Cette dernière avait levé le voile, fin 2019, sur l’exposition des banques aux acteurs professionnels de l’immobilier. Il s’agit de données relativement rares, car elles ne sont pas systématiquement suivies par la Banque de France, et font donc l’objet d’un coup de sonde « ad hoc ».

Selon cette étude, portant sur 2018, « l’exposition brute globale » des banques française à ces acteurs, investisseurs, promoteurs immobiliers… atteignait alors 203 milliards d’euros, un montant en hausse permanente depuis au moins dix ans.

De même, ces dix dernières années, tous les indicateurs montrent une forme de « chauffe » dans l’exposition des banques aux professionnels de l’immobilier, leur empreinte progressant à la fois en proportion de la taille de bilan des banques, et par les montants de financements accordés chaque année.
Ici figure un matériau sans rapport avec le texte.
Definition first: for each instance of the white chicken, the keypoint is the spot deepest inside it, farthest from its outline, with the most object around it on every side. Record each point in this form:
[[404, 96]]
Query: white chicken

Ces montants méritent toutefois d’être relativisés : l’exposition de 203 milliards d’euros représente à peine 3,2 % de la taille de bilan des cinq principales banques du pays.

Loin derrière l’immobilier résidentiel

Les bureaux à proprement parler représentent 22 % de ce total (donc autour de 0,6 % du bilan des banques), fluctuant depuis cinq ans entre 20 et 25 %. La principale exposition reste l’immobilier résidentiel (31,3 % en 2018), les locaux commerciaux tournant autour de 16 % des expositions.

Autrement dit, les banques universelles « à la française » sont si grandes et si diversifiées, que l’immobilier de bureaux serait dilué dans le reste… sauf en cas de crise plus généralisée, où les bureaux ne seraient que le symptôme d’une crise plus vaste.

Par ailleurs, les grandes banques sont aussi de très grands assureurs … et via cette activité détiennent des actifs immobiliers, perçoivent des loyers, et cela afin de rémunérer les millions d’épargnants ayant souscrit à leur contrat.

Il s’agit là encore d’une autre forme d’exposition, mais un moindre intérêt pour les bureaux pourrait rendre la rémunération de l’épargne toujours plus complexe.